Había una vez un samurái
que era muy diestro con la espada y a la vez muy soberbio y arrogante.
De alguna manera, él sólo se creía algo y alguien cuando mataba a un
adversario en un combate y, por eso, buscaba continuamente ocasiones
para desafiar a cualquiera ante la más mínima afrenta. Era de esta
manera como el samurái mantenía su idea, su concepto de sí mismo, su férrea identidad.
En una ocasión, este hombre llegó a un pueblo y vio que la gente acudía en masa a un lugar. El samurái paró en seco a una de aquellas personas y le preguntó:
- ¿Adónde vais todos con tanta prisa?
- Noble guerrero -le contestó aquel hombre que, probablemente, empezó a temer por su vida-, vamos a escuchar al maestro Wei.
- ¿Quién es ese tal Wei?
- ¿Cómo es posible que no le conozcas, si el maestro Wei es conocido en toda la región?
El samurái
se sintió como un estúpido ante aquel aldeano y observó el respeto que
aquel hombre sentía por ese tal maestro Wei y que no parecía sentir por
un samurái
como él. Entonces decidió que aquel día su fama superaría a la de Wei y
por eso siguió a la multitud hasta que llegaron a la enorme estancia
donde el maestro Wei iba a impartir sus enseñanzas.
El maestro Wei era un hombre mayor y de corta estatura por el cual el samurái sintió de inmediato un gran desprecio y una ira contenida.
Wei empezó a hablar:
- En la vida hay muchas armas poderosas usadas por el hombre y, sin embargo, para mí, la más poderosa de todas es la palabra.

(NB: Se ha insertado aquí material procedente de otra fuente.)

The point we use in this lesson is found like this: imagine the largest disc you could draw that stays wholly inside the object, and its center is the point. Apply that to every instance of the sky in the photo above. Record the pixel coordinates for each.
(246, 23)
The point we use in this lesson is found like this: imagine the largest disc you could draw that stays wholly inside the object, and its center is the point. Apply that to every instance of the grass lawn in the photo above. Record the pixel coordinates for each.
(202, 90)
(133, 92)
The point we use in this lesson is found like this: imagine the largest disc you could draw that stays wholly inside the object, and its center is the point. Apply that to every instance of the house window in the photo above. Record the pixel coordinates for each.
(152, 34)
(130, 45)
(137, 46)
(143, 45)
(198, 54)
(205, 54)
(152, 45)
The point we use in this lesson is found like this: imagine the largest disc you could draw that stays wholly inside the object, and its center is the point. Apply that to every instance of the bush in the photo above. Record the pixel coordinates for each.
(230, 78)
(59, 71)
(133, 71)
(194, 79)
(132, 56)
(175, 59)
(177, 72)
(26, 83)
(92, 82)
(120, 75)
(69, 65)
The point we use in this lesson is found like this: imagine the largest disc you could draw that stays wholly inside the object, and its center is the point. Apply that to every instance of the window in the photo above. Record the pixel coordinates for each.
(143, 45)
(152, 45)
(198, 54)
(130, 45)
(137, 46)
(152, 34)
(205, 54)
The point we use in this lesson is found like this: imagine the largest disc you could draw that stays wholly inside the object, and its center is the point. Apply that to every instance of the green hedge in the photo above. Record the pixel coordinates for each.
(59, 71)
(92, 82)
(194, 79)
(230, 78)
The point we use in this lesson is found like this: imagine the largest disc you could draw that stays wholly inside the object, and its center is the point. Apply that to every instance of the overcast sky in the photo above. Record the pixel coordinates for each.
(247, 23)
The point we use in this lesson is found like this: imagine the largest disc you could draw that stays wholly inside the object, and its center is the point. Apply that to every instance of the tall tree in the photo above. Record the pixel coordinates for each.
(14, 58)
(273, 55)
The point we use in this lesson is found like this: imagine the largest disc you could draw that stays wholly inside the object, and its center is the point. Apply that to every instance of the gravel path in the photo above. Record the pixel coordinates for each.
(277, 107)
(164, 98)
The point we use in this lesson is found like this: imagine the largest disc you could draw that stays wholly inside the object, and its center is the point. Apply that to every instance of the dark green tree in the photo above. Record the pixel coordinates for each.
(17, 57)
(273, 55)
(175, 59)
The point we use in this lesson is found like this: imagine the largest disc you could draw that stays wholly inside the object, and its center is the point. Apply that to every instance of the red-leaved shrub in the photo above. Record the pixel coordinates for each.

Cuando el samurái escuchó aquello, no pudo contenerse y exclamó en medio de la multitud:
- Sólo un viejo estúpido como tú puede hacer semejante comentario. -Entonces sacando su katana y agitándola en el aire, prosiguió: -Ésta sí que es un arma poderosa, y no tus estúpidas palabras.
Entonces Wei, mirándole a los ojos, le contestó:
- Es normal que alguien como tú haya hecho ese comentario; es fácil
ver que no eres más que un bastardo, un bruto sin ninguna formación, un
ser sin ningunas luces y un absoluto hijo de perra.
Cuando el samurái
escuchó aquellas palabras, su rostro enrojeció y con el cuerpo tenso y
la mente fuera de sí empezó a acercarse al lugar dónde Wei estaba.
- Anciano, despídete de tu vida porque hoy llega a su fin.
Entonces, de forma inesperada, Wei empezó a disculparse:
- Perdóname, gran señor, sólo soy un hombre mayor y cansado, alguien
que por su edad puede tener los más graves de los deslices. ¿Sabrás
perdonar con tu corazón noble de guerrero a este tonto que en su locura
ha podido agraviarte?
El samurái se paró en seco y le contestó:
- Naturalmente que sí, noble maestro Wei, acepto tus excusas.
En aquel momento Wei le miró directamente a los ojos y le dijo:
- Amigo mío, dime: ¿son o no poderosas la palabras?